Mount Rainier residents and officials want the city’s upcoming mixed-use space to make a statement and suggested developers consider an artistic look and iconic sign that welcomes people to Prince George’s County from the Washington, D.C., border.
Representatives from Bethesda-based StreetSense and the Neighborhood Development Company, a District-based group that focuses on urban neighborhood revitalization, shared their plans at a June 4 City Council meeting to build a mix of residential and retail in the 3200 block of Rhode Island Avenue.
City officials selected Streetsense to develop the property last November.
Guy Silverman, president of StreetSense — the company that developed Hyattsville’s Arts District — unveiled the current plans for a six-story structure with 191 apartments, 20,000 square feet of retail space and 270 parking spaces mostly contained in a parking garage.

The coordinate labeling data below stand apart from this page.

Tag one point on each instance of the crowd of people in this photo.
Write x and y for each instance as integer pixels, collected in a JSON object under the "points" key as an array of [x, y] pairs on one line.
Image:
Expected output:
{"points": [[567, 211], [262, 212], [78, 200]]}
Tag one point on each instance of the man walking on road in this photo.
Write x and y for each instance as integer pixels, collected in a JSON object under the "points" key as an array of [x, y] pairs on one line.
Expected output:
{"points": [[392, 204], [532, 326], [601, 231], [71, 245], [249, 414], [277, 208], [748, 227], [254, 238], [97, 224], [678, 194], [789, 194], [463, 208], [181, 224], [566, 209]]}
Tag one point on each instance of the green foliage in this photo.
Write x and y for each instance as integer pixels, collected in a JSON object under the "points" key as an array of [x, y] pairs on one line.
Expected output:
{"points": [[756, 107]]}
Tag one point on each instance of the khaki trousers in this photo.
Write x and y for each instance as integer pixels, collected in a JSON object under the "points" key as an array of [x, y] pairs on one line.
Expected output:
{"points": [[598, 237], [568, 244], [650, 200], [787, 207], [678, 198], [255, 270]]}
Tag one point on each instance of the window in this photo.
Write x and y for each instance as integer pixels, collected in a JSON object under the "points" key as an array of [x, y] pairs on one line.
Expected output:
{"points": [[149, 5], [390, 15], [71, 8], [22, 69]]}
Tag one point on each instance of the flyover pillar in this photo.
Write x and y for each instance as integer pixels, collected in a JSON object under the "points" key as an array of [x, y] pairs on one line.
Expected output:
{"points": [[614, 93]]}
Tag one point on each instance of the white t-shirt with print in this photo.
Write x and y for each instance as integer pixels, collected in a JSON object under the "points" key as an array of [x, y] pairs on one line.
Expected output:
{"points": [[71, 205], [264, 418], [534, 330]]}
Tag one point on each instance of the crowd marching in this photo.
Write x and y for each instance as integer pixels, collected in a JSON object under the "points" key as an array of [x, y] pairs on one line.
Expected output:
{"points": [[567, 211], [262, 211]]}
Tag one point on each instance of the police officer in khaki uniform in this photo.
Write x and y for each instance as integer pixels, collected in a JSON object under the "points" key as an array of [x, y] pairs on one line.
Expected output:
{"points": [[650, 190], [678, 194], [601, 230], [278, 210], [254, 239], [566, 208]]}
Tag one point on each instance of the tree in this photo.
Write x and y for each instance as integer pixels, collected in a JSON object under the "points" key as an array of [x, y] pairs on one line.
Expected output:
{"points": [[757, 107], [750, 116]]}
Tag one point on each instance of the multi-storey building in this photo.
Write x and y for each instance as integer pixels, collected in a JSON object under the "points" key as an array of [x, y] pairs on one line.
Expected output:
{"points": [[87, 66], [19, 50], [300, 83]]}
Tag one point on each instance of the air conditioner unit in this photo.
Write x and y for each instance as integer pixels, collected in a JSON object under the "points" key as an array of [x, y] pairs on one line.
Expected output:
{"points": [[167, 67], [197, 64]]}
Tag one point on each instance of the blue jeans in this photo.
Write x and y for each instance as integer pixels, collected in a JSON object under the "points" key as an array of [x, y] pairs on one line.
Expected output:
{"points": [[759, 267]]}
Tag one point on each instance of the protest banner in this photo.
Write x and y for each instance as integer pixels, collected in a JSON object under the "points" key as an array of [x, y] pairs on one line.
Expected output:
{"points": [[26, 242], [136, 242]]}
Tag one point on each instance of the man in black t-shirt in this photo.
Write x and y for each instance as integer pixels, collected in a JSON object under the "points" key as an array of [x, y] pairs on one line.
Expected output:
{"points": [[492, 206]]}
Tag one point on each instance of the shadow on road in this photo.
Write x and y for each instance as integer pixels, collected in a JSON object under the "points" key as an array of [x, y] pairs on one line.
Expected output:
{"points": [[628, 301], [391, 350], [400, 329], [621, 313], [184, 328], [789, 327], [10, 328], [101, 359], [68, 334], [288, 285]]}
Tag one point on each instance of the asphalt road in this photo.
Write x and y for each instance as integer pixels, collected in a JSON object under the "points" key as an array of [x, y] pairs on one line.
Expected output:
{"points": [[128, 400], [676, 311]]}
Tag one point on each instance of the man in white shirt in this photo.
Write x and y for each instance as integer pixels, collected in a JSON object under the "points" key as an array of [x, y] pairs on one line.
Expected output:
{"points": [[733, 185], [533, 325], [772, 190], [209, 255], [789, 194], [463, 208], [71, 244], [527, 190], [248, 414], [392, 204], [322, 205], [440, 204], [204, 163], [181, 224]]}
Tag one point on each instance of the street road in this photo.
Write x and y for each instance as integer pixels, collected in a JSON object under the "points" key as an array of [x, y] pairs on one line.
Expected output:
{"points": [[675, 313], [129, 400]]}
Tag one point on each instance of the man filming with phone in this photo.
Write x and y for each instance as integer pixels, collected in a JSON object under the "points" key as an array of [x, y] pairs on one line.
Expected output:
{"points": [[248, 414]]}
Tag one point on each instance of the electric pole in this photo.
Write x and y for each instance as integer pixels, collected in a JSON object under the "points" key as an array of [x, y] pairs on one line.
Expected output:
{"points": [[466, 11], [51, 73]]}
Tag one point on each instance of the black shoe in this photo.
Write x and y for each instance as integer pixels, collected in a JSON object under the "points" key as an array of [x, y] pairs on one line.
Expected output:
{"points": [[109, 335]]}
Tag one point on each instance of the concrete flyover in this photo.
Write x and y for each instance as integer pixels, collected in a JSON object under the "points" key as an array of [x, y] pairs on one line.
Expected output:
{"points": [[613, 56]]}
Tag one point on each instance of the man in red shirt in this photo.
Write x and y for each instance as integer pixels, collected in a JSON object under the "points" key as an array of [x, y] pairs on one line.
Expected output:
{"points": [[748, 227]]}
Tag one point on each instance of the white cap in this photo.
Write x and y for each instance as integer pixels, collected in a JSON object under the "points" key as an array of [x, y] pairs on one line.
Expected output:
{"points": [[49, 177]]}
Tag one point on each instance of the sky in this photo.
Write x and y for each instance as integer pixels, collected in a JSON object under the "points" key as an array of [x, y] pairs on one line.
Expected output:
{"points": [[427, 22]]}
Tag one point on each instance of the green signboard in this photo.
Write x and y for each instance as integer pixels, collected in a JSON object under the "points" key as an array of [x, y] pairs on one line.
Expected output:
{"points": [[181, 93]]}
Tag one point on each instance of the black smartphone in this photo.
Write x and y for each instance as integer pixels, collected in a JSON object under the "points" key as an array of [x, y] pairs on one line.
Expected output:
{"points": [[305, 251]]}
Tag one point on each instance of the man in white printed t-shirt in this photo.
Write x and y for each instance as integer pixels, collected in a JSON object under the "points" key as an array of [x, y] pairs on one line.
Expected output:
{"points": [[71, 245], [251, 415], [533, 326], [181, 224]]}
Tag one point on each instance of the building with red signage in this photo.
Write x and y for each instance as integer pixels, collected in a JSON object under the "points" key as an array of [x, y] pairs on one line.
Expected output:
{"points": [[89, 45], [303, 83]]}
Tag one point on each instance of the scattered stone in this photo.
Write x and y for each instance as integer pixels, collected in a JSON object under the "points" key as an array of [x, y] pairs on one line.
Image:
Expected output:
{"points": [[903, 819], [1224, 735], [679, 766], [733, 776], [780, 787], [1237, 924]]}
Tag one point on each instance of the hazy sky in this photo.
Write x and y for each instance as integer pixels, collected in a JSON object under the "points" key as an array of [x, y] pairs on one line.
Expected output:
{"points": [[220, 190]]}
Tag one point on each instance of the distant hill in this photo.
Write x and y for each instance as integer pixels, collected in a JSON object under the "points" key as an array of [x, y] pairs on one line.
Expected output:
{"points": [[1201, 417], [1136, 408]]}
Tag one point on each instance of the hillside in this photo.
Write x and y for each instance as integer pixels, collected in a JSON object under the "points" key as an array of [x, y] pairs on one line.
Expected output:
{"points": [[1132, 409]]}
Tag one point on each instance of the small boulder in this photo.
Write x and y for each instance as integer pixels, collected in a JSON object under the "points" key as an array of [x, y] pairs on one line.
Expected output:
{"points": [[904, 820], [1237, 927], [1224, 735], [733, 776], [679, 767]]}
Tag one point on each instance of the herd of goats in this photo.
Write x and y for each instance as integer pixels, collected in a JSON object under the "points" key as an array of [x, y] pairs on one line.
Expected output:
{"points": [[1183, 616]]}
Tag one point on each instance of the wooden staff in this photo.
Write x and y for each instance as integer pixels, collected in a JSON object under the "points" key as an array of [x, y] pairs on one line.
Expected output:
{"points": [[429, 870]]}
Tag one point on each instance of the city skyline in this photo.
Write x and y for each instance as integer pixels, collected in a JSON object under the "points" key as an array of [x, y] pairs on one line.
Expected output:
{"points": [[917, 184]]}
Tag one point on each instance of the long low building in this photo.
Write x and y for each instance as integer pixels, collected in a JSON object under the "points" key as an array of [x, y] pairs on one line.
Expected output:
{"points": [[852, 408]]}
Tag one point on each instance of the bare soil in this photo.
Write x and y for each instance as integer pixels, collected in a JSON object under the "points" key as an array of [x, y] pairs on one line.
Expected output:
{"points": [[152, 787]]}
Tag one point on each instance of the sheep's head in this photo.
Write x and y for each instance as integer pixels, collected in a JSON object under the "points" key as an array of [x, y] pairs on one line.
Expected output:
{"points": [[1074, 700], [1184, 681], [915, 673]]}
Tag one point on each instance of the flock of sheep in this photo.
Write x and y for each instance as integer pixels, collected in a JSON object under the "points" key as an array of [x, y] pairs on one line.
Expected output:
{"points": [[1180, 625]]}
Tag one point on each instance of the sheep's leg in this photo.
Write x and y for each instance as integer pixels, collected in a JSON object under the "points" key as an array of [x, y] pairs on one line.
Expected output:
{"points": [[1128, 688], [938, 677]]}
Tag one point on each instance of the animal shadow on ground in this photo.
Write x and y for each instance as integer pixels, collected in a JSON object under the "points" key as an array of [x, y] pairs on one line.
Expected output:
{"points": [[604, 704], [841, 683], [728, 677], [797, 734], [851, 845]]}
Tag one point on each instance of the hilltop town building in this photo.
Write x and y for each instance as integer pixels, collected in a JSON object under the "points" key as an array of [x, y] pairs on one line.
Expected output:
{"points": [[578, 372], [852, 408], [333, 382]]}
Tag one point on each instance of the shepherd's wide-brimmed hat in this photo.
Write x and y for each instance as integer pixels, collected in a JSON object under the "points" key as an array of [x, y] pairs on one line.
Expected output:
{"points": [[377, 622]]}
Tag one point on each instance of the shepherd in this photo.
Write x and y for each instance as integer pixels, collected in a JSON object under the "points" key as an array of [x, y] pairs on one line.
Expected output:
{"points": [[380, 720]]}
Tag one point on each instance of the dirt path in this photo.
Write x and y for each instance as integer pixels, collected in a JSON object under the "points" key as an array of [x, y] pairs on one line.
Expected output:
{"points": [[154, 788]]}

The residential area will be mostly one-bedroom units, with some two-bedroom units and a few studio style apartments, said Bruce Leonard, a head architect in the design of the project.
The developers will hold more meetings to get resident and council feedback in the coming months.
“They were lacking for me in terms of their artistic look,” said Mayor Malinda Miles. “They also did not meet my expectation of a signature building that represents an entry to Prince George’s County or a gateway to the nation’s capital.”
Councilman Jesse Christopherson (Ward 1) suggested an iconic sign that would introduce people to Mount Rainier and help establish the city as a destination.
“The idea comes from signs I saw around San Diego, where I grew up,” Christopherson said.
Some residents were concerned how the building design would impact the community long-term.
“I’m here to strongly advocate for a smaller scale project that maintains the integrity of our very unique town and community,” said Jes Ellis, a resident teacher looking to buy a home on the 3100 block of Perry Street, which lies behind the lot used for the StreetSense project. “Six stories is simply not going to work for us.”
When the council and development team come to an agreement on a plan, the county’s and state’s approval could take more than a year until completion, Bolin said. After approval, the construction process will begin.
Silverman could not be reached by phone or email for further comment.
“This is an issue that will affect the entire Mount Rainier community, continuing discussion and debate during council meetings for years,” Miles said.